Na primeira vez em que se deu conta, era uma simples mancha preta na unha, bem no meio, como uma simpática pinta. Por ter um corpo recheado de pontos escuros que, dependendo dos olhos dos admirados, ganhavam diversas formas, sentiu-se abençoado com o aparecimento de uma marca na unha do pé.

Algum tempo depois, percebeu que a manchinha não saiu do lugar, continuou no meio, não caminhou com o crescimento da unha. Ao passar a mão, sentiu que ela havia crescido um pouco. Estaria virando uma verruga? No pé? Na unha do pé?

Dias mais tarde, deu uma topada no trabalho e sentiu uma dor insuportável. Em casa, percebeu que a pinta estava mais preta e mais crescida. Naquela noite, não dormiu. Era um tumor? Era câncer. Na unha! E por ter demorado a tratar, já deveria ter chegado a algum ponto do corpo.

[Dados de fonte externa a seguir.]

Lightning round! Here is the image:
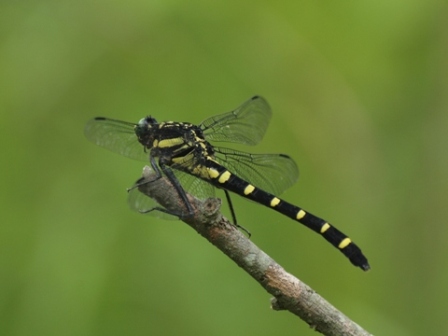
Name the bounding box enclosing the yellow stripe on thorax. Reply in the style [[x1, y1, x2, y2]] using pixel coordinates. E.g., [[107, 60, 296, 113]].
[[270, 197, 280, 207]]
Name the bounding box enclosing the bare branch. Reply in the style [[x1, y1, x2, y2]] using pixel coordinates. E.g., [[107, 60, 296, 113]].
[[138, 167, 371, 336]]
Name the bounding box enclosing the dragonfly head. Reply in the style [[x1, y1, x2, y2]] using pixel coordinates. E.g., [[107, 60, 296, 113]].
[[134, 116, 158, 148]]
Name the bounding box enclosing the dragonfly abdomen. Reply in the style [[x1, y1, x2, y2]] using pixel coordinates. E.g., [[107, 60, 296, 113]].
[[207, 162, 370, 271]]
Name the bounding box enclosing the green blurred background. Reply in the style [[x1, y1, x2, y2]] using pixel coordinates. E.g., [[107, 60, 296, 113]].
[[0, 0, 448, 336]]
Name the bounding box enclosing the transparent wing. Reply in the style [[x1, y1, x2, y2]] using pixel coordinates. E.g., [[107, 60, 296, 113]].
[[199, 96, 272, 146], [84, 117, 149, 161], [215, 147, 299, 195], [128, 167, 215, 220]]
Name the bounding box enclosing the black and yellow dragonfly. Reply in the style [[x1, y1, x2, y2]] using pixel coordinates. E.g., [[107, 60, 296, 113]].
[[85, 96, 370, 271]]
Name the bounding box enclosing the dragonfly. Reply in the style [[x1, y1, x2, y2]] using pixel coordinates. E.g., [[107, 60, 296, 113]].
[[84, 96, 370, 271]]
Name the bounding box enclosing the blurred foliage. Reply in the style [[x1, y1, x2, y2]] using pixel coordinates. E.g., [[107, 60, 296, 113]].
[[0, 0, 448, 336]]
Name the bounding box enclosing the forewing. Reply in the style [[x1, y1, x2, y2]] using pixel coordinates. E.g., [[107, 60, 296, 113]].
[[200, 96, 272, 145], [128, 181, 179, 220], [215, 147, 299, 195], [84, 117, 149, 161]]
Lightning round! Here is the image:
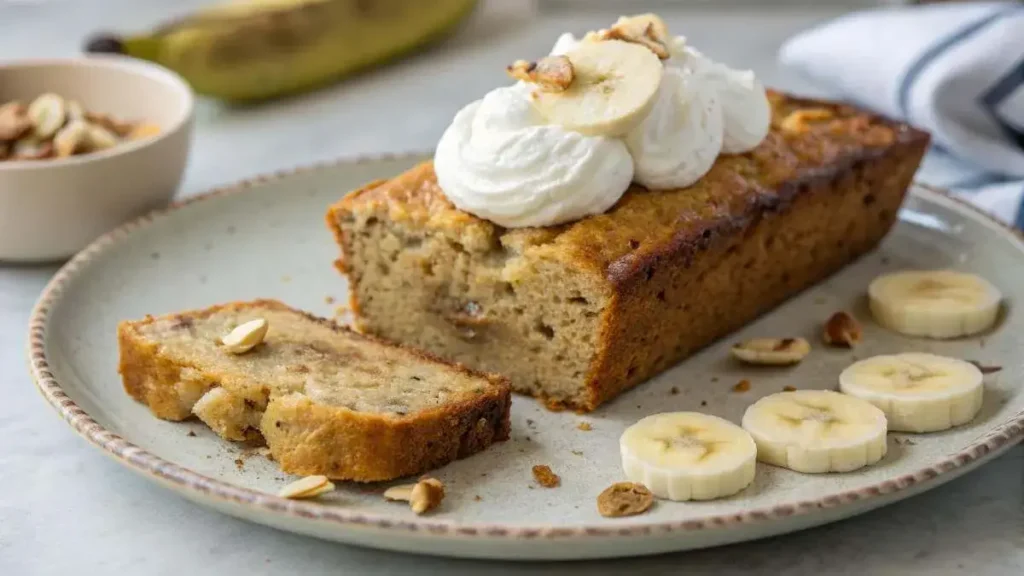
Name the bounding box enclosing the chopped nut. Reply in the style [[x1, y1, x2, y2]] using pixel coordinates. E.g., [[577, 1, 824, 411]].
[[598, 14, 672, 60], [597, 482, 654, 518], [780, 108, 835, 134], [505, 55, 575, 92], [65, 100, 86, 122], [822, 312, 863, 348], [731, 338, 811, 366], [968, 360, 1002, 374], [534, 464, 562, 488], [86, 124, 118, 151], [0, 101, 32, 140], [53, 120, 89, 158], [732, 378, 751, 392], [220, 318, 270, 354], [384, 478, 444, 515], [278, 476, 334, 499], [29, 93, 67, 139], [409, 478, 444, 515]]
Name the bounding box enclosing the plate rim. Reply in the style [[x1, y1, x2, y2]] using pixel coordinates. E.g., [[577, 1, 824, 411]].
[[27, 151, 1024, 540]]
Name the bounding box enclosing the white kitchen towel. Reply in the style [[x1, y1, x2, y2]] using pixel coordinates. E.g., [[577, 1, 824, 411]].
[[779, 2, 1024, 229]]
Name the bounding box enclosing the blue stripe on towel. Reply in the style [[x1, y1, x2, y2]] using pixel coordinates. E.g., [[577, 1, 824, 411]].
[[1014, 183, 1024, 231], [981, 54, 1024, 150], [898, 5, 1021, 121]]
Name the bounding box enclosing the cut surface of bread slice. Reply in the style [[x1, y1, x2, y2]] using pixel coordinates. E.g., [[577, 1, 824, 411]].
[[118, 300, 511, 482]]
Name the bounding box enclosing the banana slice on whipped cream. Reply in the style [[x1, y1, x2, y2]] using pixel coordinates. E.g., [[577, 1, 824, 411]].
[[530, 40, 664, 136]]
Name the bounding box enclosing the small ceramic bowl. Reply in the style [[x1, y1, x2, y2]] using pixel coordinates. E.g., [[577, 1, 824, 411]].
[[0, 56, 194, 262]]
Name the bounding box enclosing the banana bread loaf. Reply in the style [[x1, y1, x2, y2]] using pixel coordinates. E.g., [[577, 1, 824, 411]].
[[118, 300, 511, 482], [327, 92, 929, 410]]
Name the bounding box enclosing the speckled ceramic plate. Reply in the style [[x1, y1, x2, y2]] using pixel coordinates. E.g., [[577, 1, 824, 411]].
[[30, 152, 1024, 559]]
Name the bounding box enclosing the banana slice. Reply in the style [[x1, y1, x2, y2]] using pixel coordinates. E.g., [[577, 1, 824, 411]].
[[531, 40, 664, 136], [867, 271, 1002, 338], [839, 354, 984, 433], [743, 390, 886, 474], [618, 412, 757, 500]]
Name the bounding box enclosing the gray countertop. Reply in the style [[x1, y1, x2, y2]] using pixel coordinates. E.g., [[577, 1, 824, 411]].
[[0, 0, 1024, 575]]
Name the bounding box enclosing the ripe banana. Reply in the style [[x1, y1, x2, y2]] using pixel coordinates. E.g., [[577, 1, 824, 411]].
[[742, 390, 886, 474], [839, 354, 983, 433], [86, 0, 476, 101], [618, 412, 757, 500], [530, 40, 664, 136], [867, 271, 1002, 338]]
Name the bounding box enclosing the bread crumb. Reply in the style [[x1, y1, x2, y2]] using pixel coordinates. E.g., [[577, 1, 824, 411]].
[[534, 464, 562, 488], [821, 311, 863, 348], [541, 398, 565, 412], [597, 482, 654, 518]]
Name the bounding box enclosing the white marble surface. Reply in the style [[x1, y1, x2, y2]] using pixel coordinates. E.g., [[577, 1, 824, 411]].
[[0, 0, 1024, 576]]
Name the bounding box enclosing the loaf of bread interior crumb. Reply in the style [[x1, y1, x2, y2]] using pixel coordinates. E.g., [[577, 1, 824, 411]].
[[327, 92, 929, 410], [118, 300, 511, 482]]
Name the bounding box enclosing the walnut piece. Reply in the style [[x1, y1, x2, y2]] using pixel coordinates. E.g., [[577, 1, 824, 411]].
[[780, 108, 835, 134], [534, 464, 562, 488], [505, 56, 575, 92], [384, 478, 444, 515], [0, 101, 32, 140], [821, 312, 864, 348], [731, 338, 811, 366], [278, 475, 334, 499], [597, 482, 654, 518], [588, 18, 671, 60], [732, 378, 751, 393]]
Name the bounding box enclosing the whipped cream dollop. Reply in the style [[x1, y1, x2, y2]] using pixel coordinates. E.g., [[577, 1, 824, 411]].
[[434, 84, 633, 228], [626, 68, 723, 190], [434, 29, 771, 228], [670, 46, 771, 154]]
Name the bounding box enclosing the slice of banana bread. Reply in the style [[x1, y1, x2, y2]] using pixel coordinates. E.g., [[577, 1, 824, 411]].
[[327, 92, 929, 410], [118, 300, 511, 482]]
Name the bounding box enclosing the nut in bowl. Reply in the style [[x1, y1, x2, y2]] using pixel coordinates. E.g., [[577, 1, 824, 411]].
[[0, 56, 194, 262]]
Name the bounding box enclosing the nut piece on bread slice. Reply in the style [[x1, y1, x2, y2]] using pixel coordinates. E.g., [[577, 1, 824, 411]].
[[118, 300, 511, 482]]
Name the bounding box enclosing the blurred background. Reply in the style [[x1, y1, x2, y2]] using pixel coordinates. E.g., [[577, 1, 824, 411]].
[[0, 0, 958, 195]]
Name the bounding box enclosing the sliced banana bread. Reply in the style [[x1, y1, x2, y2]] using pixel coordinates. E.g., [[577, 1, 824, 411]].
[[327, 92, 929, 410], [118, 300, 511, 482]]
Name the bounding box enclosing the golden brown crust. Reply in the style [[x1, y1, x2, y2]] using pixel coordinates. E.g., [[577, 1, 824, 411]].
[[118, 300, 511, 482], [327, 92, 929, 410]]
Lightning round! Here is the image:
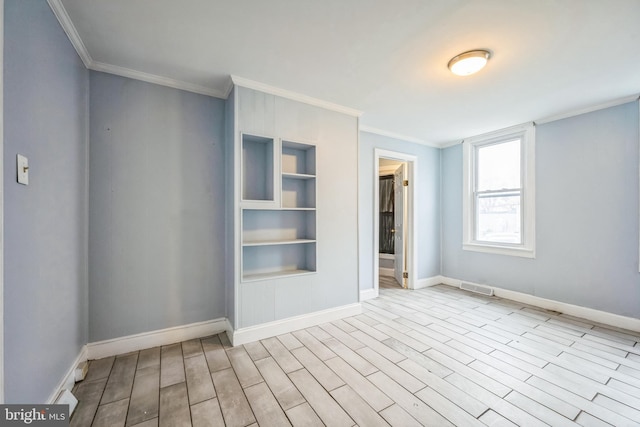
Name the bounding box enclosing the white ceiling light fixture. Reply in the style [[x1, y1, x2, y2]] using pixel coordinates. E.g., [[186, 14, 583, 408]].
[[448, 49, 491, 76]]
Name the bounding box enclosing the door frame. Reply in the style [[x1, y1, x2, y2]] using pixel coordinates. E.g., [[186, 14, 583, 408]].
[[372, 148, 419, 296]]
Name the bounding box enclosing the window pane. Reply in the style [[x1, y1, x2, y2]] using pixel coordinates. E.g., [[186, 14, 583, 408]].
[[476, 193, 522, 244], [477, 139, 520, 191]]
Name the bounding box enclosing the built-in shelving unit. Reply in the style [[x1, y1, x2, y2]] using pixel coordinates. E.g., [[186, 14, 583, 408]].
[[241, 134, 316, 282]]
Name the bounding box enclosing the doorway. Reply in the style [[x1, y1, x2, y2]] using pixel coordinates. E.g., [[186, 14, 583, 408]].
[[373, 149, 417, 295]]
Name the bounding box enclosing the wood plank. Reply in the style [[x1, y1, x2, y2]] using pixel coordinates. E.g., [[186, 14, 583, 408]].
[[84, 356, 116, 382], [325, 357, 393, 412], [201, 335, 231, 372], [127, 364, 160, 426], [227, 346, 263, 388], [593, 394, 640, 424], [384, 338, 453, 378], [262, 338, 302, 374], [160, 343, 185, 390], [244, 341, 269, 362], [286, 402, 324, 427], [424, 349, 511, 397], [320, 323, 365, 350], [277, 334, 302, 350], [398, 360, 489, 418], [100, 352, 138, 405], [289, 369, 354, 427], [445, 373, 547, 427], [358, 347, 426, 393], [293, 330, 336, 360], [136, 347, 160, 370], [191, 398, 225, 427], [292, 347, 344, 391], [211, 368, 256, 427], [505, 391, 575, 427], [331, 385, 389, 427], [70, 380, 107, 427], [184, 353, 216, 405], [182, 338, 204, 359], [244, 382, 291, 426], [576, 411, 613, 427], [158, 382, 191, 427], [256, 357, 304, 411], [369, 372, 453, 426], [478, 410, 518, 427], [92, 398, 129, 427], [527, 376, 628, 426], [416, 387, 484, 427], [380, 404, 423, 427], [325, 338, 378, 376]]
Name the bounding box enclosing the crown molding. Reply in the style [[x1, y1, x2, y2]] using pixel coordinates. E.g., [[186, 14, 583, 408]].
[[534, 94, 640, 125], [88, 61, 228, 99], [47, 0, 93, 68], [360, 125, 441, 148], [231, 75, 362, 117]]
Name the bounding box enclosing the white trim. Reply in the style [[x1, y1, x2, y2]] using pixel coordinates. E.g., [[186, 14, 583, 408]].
[[87, 318, 227, 360], [0, 0, 4, 403], [360, 288, 378, 302], [462, 123, 536, 258], [231, 75, 362, 117], [227, 302, 362, 346], [442, 277, 640, 332], [47, 0, 93, 68], [46, 345, 88, 405], [360, 125, 440, 148], [88, 61, 229, 99], [372, 148, 420, 292], [47, 0, 231, 99], [378, 267, 396, 277], [415, 276, 445, 289], [534, 94, 640, 125]]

Tossiu, sentiu dor no púbis, teve dificuldade em urinar, sentiu pressão na cabeça.

Só conseguiu dispensa pra procurar um médico no dia seguinte. No entanto, já tinha pesquisado tudo sobre câncer, os estágios, o tratamento. Imaginava-se angustiado na biópsia, sofrendo com queda de cabelo na quimioterapia.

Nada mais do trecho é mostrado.